Froncillo shared his 40 Cloves Garlic Chicken with local garlic producers Christopher Ranch who in turn generously shared with yours truly.
A rose by any other name stinks.
40 Cloves Garlic Chicken
Type of dish: Entree
Yield: Four servings
Ingredients:
1 large (2 1/2 to 3 pound) broiler-fryer chicken
MARINADE
2 tablespoons olive oil
2 tablespoons CHRISTOPHER RANCH
Heirloom Garlic, minced
Leaves from 1 sprig rosemary, minced
Salt and freshly ground pepper
SAUCE
1 cup dry red wine
1 shallot, quartered
4 Heirloom Garlic cloves, chopped
Leaves from 1 sprig rosemary, minced
Leaves from 2 sprigs thyme, minced
1 1/4 cup heavy cream
1/2 cup unsalted butter, cut into chunks
Salt and freshly ground black pepper
1 1/2 cups roasted Heirloom Garlic cloves
Preparation:
Remove the giblets from the chicken and reserve for another use. With a large, sharp knife, cut the chicken in half lengthwise, then cut in half crosswise to separate the breast from the thighs.
To make the marinade:
Combine all the ingredients in a small bowl. Put the chicken parts in a heavy
resealable plastic bag, pour the marinade over the chicken, and seal the bag. Work your hands over
the bag until the liquid covers all the chicken parts. Place the bag in the refrigerator for one to three
hours.
To make the sauce:
In a heavy saucepan, combine the wine, shallot, garlic, rosemary, and thyme. Bring to a boil over high heat, then decrease the heat to medium-low and cook, stirring occasionally, for two to three minutes. Gradually stir in the cream and cook to reduce the liquid by one-third, about 10 minutes. Add the butter in batches, stirring to melt. Season with salt and pepper. Pass the sauce through a fine-meshed sieve, cover, and set aside.

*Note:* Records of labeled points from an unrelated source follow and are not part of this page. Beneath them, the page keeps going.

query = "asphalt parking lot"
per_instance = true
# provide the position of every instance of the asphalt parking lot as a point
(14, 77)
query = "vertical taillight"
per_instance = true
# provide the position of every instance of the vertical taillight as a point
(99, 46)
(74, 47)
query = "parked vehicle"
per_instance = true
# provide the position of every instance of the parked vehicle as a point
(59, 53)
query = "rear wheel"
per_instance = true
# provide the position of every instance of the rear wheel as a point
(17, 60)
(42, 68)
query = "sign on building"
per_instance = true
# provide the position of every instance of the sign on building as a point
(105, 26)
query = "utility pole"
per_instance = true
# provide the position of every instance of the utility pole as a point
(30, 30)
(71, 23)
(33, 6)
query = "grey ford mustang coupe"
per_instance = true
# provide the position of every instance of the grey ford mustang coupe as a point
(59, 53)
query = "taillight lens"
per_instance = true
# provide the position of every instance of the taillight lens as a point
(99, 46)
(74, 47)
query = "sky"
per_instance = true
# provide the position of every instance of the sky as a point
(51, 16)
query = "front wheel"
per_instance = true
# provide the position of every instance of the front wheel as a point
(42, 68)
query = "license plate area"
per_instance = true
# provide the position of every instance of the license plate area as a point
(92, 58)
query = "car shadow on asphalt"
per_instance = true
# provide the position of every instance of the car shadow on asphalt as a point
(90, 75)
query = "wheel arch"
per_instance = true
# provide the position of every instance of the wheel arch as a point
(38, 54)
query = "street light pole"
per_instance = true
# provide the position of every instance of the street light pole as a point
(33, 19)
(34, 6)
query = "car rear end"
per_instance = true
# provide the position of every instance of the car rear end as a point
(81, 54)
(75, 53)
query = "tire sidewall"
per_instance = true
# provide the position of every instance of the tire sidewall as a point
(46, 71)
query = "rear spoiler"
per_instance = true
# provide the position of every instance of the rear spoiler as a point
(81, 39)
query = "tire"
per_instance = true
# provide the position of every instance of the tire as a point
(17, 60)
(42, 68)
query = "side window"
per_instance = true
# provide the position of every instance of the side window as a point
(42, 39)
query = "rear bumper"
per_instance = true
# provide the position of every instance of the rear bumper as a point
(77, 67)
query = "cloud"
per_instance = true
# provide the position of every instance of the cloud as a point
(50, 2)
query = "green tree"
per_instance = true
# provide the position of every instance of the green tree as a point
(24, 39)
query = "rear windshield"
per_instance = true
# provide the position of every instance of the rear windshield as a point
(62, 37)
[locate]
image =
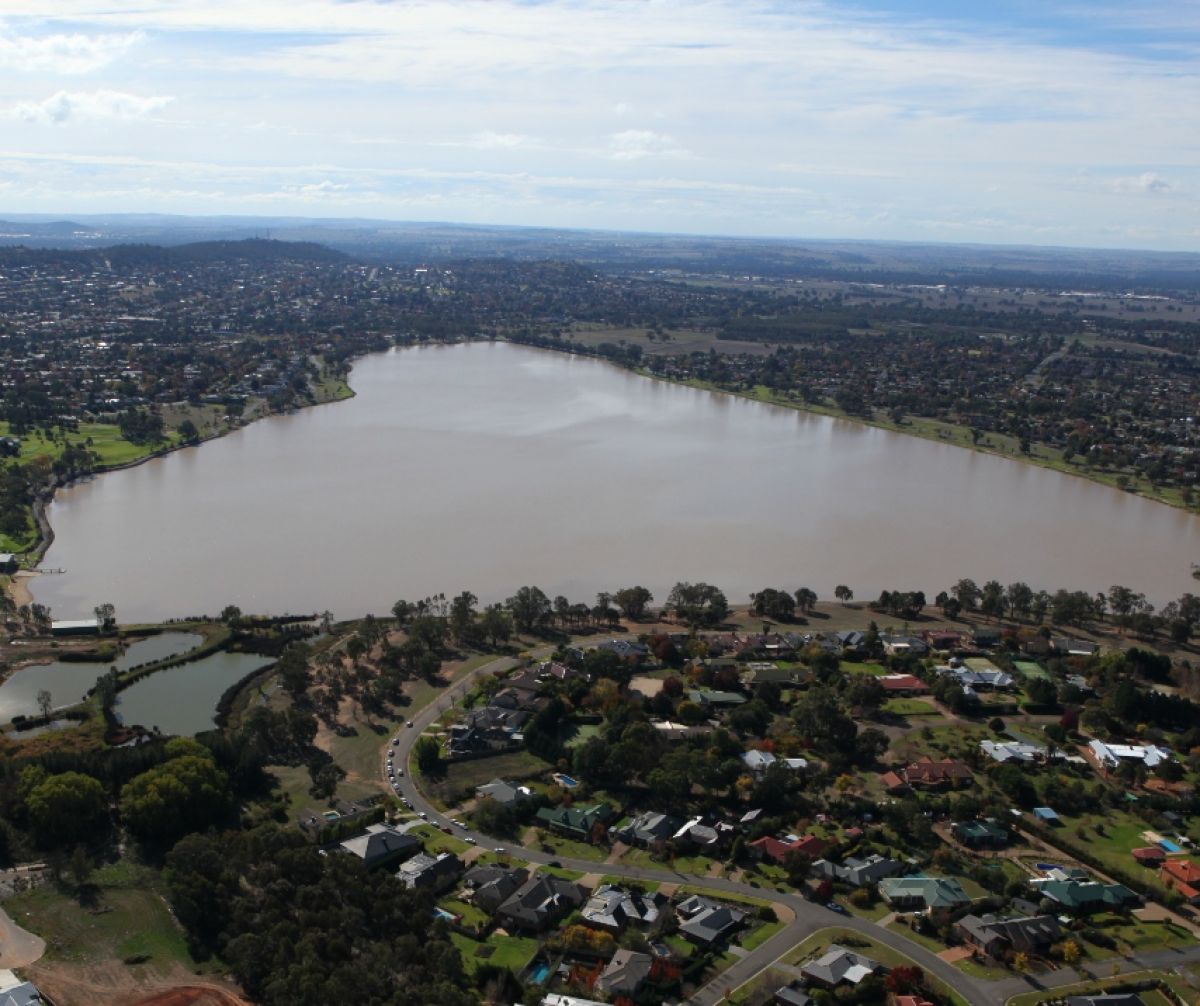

Preheat the oven to 350 F degrees. Put the chicken in a heavy baking dish and bake for 20 minutes. Remove from the oven, turn the chicken pieces over, and baste with the pan juices. Return to the oven and bake for another 20 minutes, or until the skin is crackly and golden brown and the meat is opaque throughout.
Arrange the chicken on a serving platter. Pour the warm sauce over the chicken and sprinkle with the Heirloom roasted garlic cloves. Serve immediately.